How? Respect the HCPs’ educational journey—see it from their point of view, not yours!

Do your homework: Understand what they need to move from awareness to evaluation, commitment and, hopefully, advocacy. What information have they already absorbed and what do they need to move them forward. Where are they going for it? What formats do they want? Data, analytics, research, and listening are your friends here.

Only after you understand their journey can you tailor content and engagement truly aligned with their needs and preferences. Use strong creative, innovative technology, simple focused storytelling, and make it quick and actionable. Eye-catching tools and execution will grab their attention in a crowded space, but once you’ve got them engaged you owe it to them and yourself to keep your content focused, your message simple. Finally, make sure you are providing a connected and integrated experience to foster that journey.

Ari Schaefer

The rise of personalized medicine is evolving treatment paradigms and elevating expectations placed on modern physicians.

Advancements in therapies, custom-designed to work with a specific patient’s genome, biome, etc., make it more difficult for HCPs to make treatment decisions in the traditional way. Guidelines may evolve to include “fuzzier” domains, where specific drug/drug class recommendations may be replaced with a spectrum of personalized treatment options.

Today’s pharma engagement model with HCPs often focuses on matching a specific therapy with a suitable (often broad) patient cohort. With increased precision comes increased complexity, necessitating a shift in this engagement model.

To help HCPs meet this challenge, pharma manufacturers can enhance their value proposition by: 1) Providing tools to help HCPs explain to patients the probabilities driving treatment decisions; 2) Honing their ability to communicate to HCPs about the role of their therapies in personalized care versus broad patient archetypes; 3) Adapting patient support programs to be more personalized as well, allowing HCPs to better onboard and care for their patients during treatment.

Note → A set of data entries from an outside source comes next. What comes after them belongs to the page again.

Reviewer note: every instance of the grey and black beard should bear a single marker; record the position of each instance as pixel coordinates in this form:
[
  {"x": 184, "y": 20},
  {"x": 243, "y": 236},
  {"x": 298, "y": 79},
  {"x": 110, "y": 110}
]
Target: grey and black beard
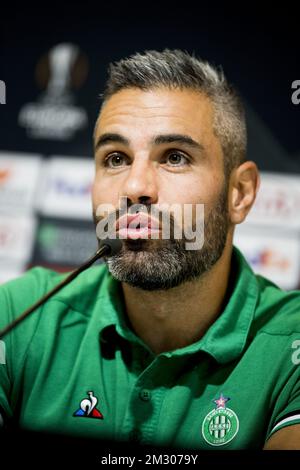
[{"x": 163, "y": 264}]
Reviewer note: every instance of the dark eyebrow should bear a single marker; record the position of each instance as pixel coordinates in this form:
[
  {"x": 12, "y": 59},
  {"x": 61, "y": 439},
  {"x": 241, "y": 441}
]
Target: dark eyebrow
[
  {"x": 108, "y": 138},
  {"x": 179, "y": 139}
]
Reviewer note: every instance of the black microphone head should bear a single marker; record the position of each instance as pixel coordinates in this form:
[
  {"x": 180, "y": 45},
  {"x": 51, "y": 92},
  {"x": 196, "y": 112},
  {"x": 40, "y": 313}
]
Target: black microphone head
[{"x": 114, "y": 245}]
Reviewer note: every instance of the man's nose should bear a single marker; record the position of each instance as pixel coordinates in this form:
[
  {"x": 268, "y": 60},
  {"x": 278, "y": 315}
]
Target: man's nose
[{"x": 140, "y": 184}]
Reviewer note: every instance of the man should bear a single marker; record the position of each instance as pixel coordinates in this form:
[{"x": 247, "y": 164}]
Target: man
[{"x": 161, "y": 345}]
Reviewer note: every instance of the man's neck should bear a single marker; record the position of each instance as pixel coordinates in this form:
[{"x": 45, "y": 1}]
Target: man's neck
[{"x": 177, "y": 317}]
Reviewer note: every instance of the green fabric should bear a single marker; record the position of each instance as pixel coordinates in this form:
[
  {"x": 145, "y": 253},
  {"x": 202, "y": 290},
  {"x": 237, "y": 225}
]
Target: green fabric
[{"x": 80, "y": 342}]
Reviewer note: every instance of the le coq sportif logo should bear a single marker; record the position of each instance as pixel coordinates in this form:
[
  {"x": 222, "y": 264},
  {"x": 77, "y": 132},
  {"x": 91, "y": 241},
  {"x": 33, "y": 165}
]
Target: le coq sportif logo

Personalized medicine holds the promise of a leap forward in patient outcomes. This promise can be accelerated by evolving the engagement between pharma and HCPs.

Nicole Brandt

Building personal relationships between brands and customers has become increasingly difficult, and it is especially so in pharma.

As consumers of pharma and non-pharma brands, HCPs have come to expect seamless experiences online. Our non-pharma counterparts continuously refine user experience by gathering data to create unique (“user”) profiles leading to meaningful relationships. They map their audiences’ profiles by media, channel consumption, and device usage. Brands now anticipate their customers’ needs serving the right message at the right time to build meaningful relationships.

In pharma, we can do this too by connecting target data, diagnostic codes, and consumption preferences to reach HCPs. We combine this with customized views of patient experiences to develop data-enriched, HCP-Patient ecosystems. Messages built to encompass everything from clinical data to patient support programs are mapped to effectively move HCPs and patients through the journey together. The key is understanding where the points of interaction between HCPs and patients occur, so we can communicate with HCPs in meaningful ways that lead to what we refer to as the Unifying Effect. This type of engagement can significantly change HCP behavior and maximize brand impact despite the barriers of today’s environment.